A new clinical trial suggests that long-term use of candesartan, a drug currently used to treat hypertension, may significantly reduce the symptoms of genetic heart disease. The related report by Penicka et al, "The effects of candesartan on left ventricular hypertrophy and function in non-obstructive hypertrophic cardiomyopathy: a pilot, randomised study," appears in the January issue of The Journal of Molecular Diagnostics.
Hypertrophic cardiomyopathy, or HCM, is a genetic heart disease where the heart muscle is thickened, especially in the left ventricle. Although people with HCM usually display mild symptoms or are completely asymptomatic, up to 1% of affected people succumb to sudden cardiac death (SCD), often with no previous signs of illness. HCM can be caused by mutations in a number of different genes, and different gene mutations may result in more or less severe symptoms.

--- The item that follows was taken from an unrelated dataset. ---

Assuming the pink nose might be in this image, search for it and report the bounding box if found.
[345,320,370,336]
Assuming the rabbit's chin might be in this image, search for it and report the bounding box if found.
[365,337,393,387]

Researchers lead by Dr. Jiri Krupicka of Na Homolce Hospital, Prague conducted a double-blind, placebo-controlled, randomised study on the long-term administration of candesartan in patients with HCM. Dr. Krupicka’s group found that candesartan reduced the symptoms of HCM, including decreasing the thickening of the left ventricle. This effect was found to be dependent on the underlying gene mutations in each patient. They did not observe any adverse effects of candesartan use over the course of their study.
These data suggest that effectiveness of angiotensin II receptor blockers, such as candesartan, on HCM may vary depending on the nature of the causative mutation and that the treatment protocol, therefore, should be customised to individual patients. Future studies in Dr. Penicka’s group will extend this pilot trial to more patients to confirm the current findings and to identify the mechanism by which candesartan improves left ventricle thickening.
This study was supported partly by the Charles University Prague Research Project MSM and partly by the Czech Ministry of Health.